On Wednesday, August 25, Taylor Becker died. She was 4, and she was attacked by a boxer--Rocky, the pet of a family friend. The child and dog were together, unsupervised by adults, in the dog's backyard. Rocky broke free from its lead and for unknown reasons, this otherwise friendly and nonviolent dog attacked.

Next month, Green Acres Boxer Rescue will hold its 10th Annual Boxer Bash in Columbus, Wisconsin. It's the first year the Bash will be held outside of the greater Green Bay area. Columbus is 30 miles from Iron Ridge, where the Becker family lives. I want to take some time to explain why I think the Boxer Bash is more important now, in light of this tragedy, than ever before.

I haven't seen anyone call for the event to be cancelled, and I'm glad for that. Anyone who loves dogs and endeavors to understand them knows that there's no such thing as a "bad breed." There are dogs that behave badly, and there are dogs that behave dangerously, just like there are dogs that behave sweetly and joyfully. The difference isn't in the breed name; it's in the owner, and that owner's sense of responsibility for the animal he or she cares for.

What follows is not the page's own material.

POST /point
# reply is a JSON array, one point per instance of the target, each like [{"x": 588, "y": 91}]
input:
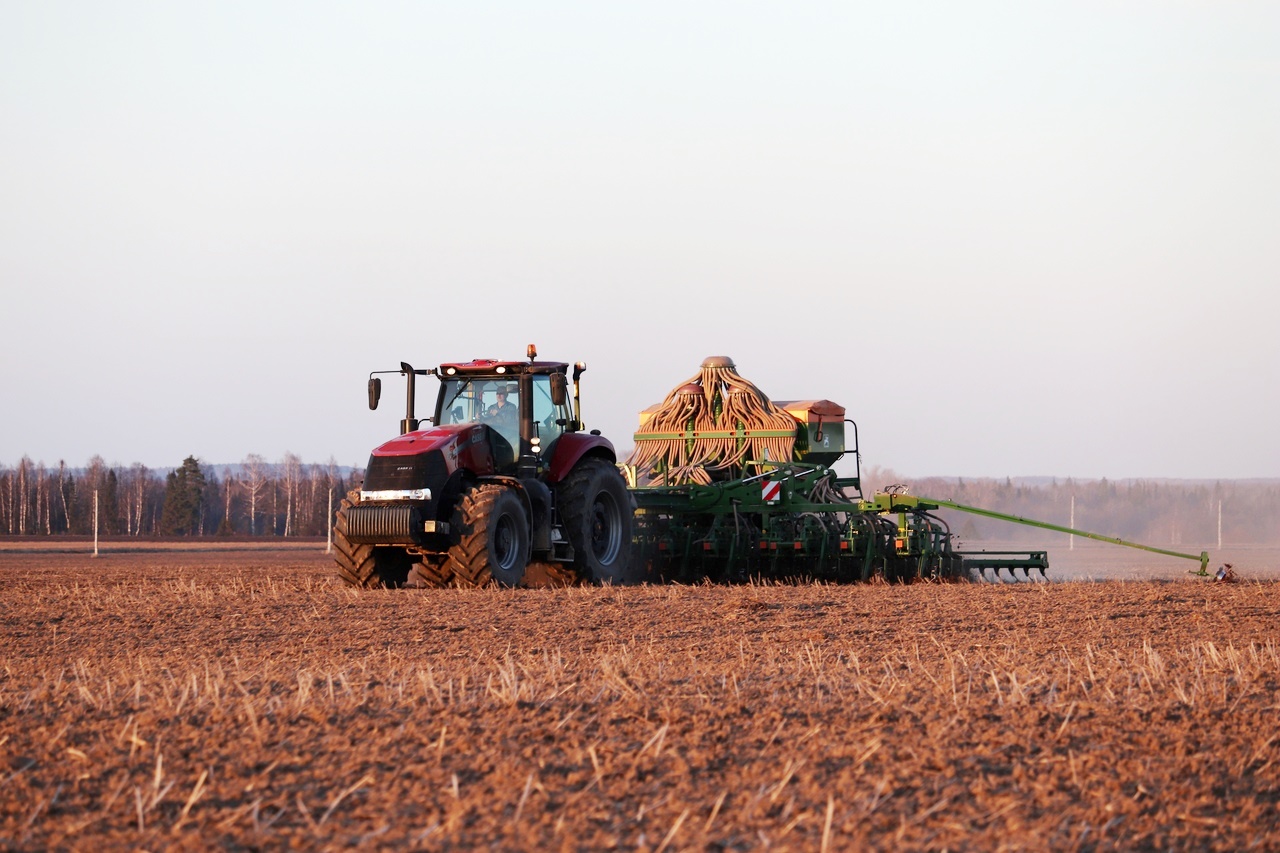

Boxers as a breed do not deserve to be blamed for this dog's unexplainable attack. But without counterbalance, all the general public will see of this story is the face of a little girl lost. Boxer rescue groups are justifiably concerned that they'll see dogs returned to rescues and humane societies; we've all seen what happens when the same thing happens with other breeds put in dangerous circumstances by their owners.

I hope the Boxer Bash goes on as planned. A moment of silence or a collection for Taylor's family would be an appropriate recognition of the Beckers' loss. The community needs to know that responsible dog ownership is key to keeping everyone safe, and that breed rescues do the good work of providing healthy foster relationships for dogs in trouble. Boxers, like all animals, can be dangerous--events like the Boxer Bash are working hard to make sure these tragedies don't happen again.